Manny Pacquiao is one of the two biggest boxing stars of this century. He is a genuine, four-division world champion and has won major fights against opponents from 112 to 150 pounds. In short, he is an all-time, pound-for-pound elite.
Even at 38, his status in the sport remains high. Last year he defeated Timothy Bradley and Jessie Vargas with ease. Those two wins and his resume are enough for me to rank him at the top of the welterweight division. With Roman Gonzalez and Sergey Kovalev taking losses in their most recent fights, I am even left placing Pacquiao at No. 2 in the pound-for-pound rankings, behind only Andre Ward.
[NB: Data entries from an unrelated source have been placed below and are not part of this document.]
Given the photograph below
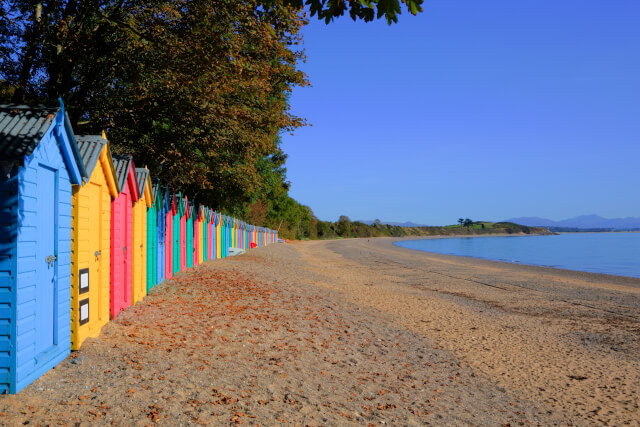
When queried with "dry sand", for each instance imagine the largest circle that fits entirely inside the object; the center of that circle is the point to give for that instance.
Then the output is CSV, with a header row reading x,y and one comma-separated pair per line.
x,y
355,332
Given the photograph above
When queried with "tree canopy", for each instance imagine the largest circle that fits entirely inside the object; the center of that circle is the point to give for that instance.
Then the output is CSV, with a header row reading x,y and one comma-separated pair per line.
x,y
196,90
366,10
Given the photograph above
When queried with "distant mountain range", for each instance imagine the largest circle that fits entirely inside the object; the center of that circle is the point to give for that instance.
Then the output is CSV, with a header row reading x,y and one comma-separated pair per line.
x,y
582,222
400,224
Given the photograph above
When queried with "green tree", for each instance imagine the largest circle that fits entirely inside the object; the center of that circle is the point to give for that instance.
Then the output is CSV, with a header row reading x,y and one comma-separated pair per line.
x,y
366,10
201,104
343,226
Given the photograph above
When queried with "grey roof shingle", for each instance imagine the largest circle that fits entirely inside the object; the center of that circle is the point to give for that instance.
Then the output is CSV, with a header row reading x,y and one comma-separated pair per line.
x,y
142,174
122,165
89,149
22,127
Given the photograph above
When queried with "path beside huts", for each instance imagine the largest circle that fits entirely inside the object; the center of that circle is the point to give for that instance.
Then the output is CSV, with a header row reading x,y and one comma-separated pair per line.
x,y
254,339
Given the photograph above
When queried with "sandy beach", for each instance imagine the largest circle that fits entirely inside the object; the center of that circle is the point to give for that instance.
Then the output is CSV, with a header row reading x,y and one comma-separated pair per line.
x,y
356,332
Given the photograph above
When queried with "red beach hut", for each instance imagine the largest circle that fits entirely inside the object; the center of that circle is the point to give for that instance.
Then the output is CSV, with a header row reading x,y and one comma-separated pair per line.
x,y
122,234
168,237
183,233
196,234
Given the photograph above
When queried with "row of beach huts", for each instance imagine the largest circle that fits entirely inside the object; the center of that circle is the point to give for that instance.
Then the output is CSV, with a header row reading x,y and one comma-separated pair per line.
x,y
84,235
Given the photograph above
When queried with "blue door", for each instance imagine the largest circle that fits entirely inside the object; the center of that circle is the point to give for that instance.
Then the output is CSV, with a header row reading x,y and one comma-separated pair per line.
x,y
46,251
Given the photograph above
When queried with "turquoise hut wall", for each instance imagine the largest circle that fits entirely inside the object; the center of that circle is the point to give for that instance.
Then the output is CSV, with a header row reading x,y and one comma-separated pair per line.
x,y
189,231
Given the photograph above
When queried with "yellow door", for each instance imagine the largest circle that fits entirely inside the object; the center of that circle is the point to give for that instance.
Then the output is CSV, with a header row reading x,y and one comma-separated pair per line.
x,y
90,268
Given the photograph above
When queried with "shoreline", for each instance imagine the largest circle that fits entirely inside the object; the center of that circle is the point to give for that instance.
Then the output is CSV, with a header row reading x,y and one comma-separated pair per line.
x,y
506,262
353,332
566,339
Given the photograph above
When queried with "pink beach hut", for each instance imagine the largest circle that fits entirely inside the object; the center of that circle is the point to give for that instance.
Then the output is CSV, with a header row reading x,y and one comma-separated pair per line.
x,y
168,237
122,234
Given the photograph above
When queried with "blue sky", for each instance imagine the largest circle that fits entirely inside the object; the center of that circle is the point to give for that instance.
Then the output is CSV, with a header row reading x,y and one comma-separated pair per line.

The wins over Bradley and Vargas are as good as any by Gennady Golovkin or Terence Crawford, and Crawford and Golovkin don’t have wins over legends. Pacquiao has more than half a dozen.
But Pacquiao returns to action this weekend and it’s hard to care. He’ll be fighting Jeff Horn, a little-known opponent with record of just 16-0-1 and not a single significant win on his resume. The best victory on Horn’s record is his April 2016 of over-40 Randall Bailey. It’s been a solid decade since a win over Bailey really meant anything.
It’s a stretch to call Horn a contender.
So why is an unheralded, un-tested prospect like Horn fighting a superstar like Pacquiao? Because it will sell a lot of tickets in Australia? I can’t think of any other good reason.
In the United States, the bout with be carried on ESPN. It’s worth watching, if it’s free, for no other reason that it is Pacquiao.
But it is a far fall for the Filipino superstar. He lost a large portion of his American fan base when he made a poor showing against Floyd Mayweather in 2015 and then made questionable injury excuses. He lost his support with the Hollywood set when he made hostile and degrading comments about homosexuals.
Make no mistake, he will beat Horn–even if he is 80 percent of what he was against Vargas and Bradley last year. And five years after hanging up the gloves, he will be a universal pick for the Hall of Fame.
He might even have at least one more mega-fight performance in him. Time will tell.
But for now, he is further from the boxing spotlight than he has been since starching Marco Antonio Barrera way back in 2003.